Başvuruların alınmaması, müdafaa kararlarının uygulanmaması, iktidarın ‘İstanbul Sözleşmesi’ni kaldırınca şikayetler azaldı’ üzere göstermeye çalışmasının bir yansıması mı?” sorusuna Eroğlu şöyle karşılık veriyor: “Bu bir ihtimal. Bayanlar karakola gittikten sonra bu türlü bir mağduriyet yaşadıktan sonra, tekrar yürek bulup savcılığa, baroya, aile mahkemesine gidemiyor. Yüreği kırılıyor zira. Bu misyon ihmallerini tespit edip bakanlığa raporlamak gerekiyor. Bakanlık genelge yayımlıyor ha teğe, ‘şiddete karşı sıfır tolerans’ diye. Bu genelgeler uygulanmayacaksa, uygulanmasını takip etmeyecekseniz, o genelgelerin ne manası var?

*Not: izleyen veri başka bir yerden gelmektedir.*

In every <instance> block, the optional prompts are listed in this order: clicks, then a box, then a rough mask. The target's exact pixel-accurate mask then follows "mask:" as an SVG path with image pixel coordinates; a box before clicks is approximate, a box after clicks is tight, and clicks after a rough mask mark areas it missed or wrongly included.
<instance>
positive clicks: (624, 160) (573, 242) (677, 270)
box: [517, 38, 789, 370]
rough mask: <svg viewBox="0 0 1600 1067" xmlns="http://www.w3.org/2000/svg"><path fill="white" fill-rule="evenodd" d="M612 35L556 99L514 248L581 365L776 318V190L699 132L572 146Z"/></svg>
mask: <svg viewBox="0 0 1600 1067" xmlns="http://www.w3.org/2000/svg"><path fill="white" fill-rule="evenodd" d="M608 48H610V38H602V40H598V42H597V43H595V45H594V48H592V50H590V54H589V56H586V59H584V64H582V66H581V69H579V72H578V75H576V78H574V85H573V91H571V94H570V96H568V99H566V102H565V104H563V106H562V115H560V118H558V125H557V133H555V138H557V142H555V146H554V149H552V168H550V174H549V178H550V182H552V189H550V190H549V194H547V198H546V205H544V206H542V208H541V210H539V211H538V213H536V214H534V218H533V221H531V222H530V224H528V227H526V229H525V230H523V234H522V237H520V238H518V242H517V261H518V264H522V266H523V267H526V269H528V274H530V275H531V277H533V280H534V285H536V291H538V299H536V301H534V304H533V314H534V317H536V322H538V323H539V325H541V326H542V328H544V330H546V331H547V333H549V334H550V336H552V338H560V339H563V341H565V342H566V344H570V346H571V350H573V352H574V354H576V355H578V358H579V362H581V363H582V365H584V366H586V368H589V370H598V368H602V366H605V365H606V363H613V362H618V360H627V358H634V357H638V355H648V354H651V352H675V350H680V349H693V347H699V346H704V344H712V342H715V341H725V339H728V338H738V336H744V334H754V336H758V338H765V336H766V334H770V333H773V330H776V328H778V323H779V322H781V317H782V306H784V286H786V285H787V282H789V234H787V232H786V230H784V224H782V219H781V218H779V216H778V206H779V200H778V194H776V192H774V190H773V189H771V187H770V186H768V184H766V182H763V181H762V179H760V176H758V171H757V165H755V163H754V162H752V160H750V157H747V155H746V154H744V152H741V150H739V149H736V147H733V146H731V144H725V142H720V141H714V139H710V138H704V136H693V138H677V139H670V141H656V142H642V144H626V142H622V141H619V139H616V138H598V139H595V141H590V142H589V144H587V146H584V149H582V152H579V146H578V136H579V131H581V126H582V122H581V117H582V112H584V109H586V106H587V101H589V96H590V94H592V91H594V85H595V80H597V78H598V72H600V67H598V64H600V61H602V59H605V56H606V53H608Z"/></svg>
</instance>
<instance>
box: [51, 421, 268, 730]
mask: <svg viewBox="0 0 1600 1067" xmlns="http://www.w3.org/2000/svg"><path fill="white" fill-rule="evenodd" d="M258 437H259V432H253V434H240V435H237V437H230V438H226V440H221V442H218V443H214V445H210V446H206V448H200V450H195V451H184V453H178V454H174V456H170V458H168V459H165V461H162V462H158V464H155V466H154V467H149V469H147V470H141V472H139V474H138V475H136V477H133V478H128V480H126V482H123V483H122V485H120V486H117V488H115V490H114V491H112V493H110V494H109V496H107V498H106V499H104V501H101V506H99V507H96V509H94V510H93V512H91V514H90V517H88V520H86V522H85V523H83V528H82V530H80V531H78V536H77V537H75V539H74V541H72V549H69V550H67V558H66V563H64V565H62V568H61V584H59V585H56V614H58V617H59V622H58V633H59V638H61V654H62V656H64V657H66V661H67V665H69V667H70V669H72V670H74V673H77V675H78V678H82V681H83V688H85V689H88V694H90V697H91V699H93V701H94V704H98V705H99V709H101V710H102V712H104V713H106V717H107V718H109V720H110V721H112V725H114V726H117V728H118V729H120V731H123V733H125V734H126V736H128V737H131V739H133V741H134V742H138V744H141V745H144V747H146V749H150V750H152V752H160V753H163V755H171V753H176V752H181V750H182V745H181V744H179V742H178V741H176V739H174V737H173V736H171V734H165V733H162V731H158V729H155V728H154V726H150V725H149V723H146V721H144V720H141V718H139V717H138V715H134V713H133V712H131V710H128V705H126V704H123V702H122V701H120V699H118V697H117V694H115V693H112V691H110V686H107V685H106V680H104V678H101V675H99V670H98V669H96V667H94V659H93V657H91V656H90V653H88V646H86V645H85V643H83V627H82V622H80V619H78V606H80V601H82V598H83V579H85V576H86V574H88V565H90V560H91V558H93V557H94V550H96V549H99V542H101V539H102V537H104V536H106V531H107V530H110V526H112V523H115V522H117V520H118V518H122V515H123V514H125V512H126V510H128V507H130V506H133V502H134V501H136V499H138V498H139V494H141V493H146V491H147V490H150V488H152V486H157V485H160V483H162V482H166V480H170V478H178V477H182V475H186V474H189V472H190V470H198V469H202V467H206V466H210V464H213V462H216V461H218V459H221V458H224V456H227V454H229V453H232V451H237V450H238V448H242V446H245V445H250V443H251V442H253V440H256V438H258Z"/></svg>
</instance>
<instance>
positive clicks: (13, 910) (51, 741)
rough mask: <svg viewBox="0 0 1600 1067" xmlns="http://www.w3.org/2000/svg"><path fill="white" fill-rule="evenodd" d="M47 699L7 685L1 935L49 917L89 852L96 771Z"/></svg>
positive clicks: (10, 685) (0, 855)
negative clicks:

Hem ‘sıfır tolerans’ deyip hem bu türlü uygulamalara müsaade verilmesi, bu genelgelerin göstermelik olduğunu düşündürüyor.
Av. Eroğlu yapılması gerekenleri şöyle sıralıyor:
İstanbul Kontratı, bayanın insan hakları kontratıdır. Cumhurbaşkanı kararıyla Sözleşme’den çıkılamaz. Anayasaya karşıt bir süreç kelam konusu, en azından bu tersliği nazara alarak Danıştayın kararı iptal etmesini bekliyoruz. 6284 hâlâ yürürlükte, İstanbul Mukavelesi temmuz ayına kadar hâlâ yürürlükte, hasebiyle bu keyfi uygulamalardan vazgeçilmesi lazım. Kanunların uygulanması konusunda gerekli kontrolü yapacak olan İçişleri Bakanlığı ve Aile, Çalışma ve Toplumsal Hizmetler Bakanlığıdır. Her iki bakanlık da bu hususta gerekli kontrolleri yapmalı ve vazifesi berbata kullananları tespit edip, bunun hata olduğunu vurgulayıp cezalandırmalıdır. Biz de bunun tespitini yapmaya çalışıyoruz, isimli yardım ofislerinden aldığımız sonuçlara nazaran bir açıklama yapacağız. Vazifesini yapmayan polisler hakkında kabahat duyurusunda bulunmak ve bakanlıklara gerekli ihtarları yapmak konusunda çalışıyoruz.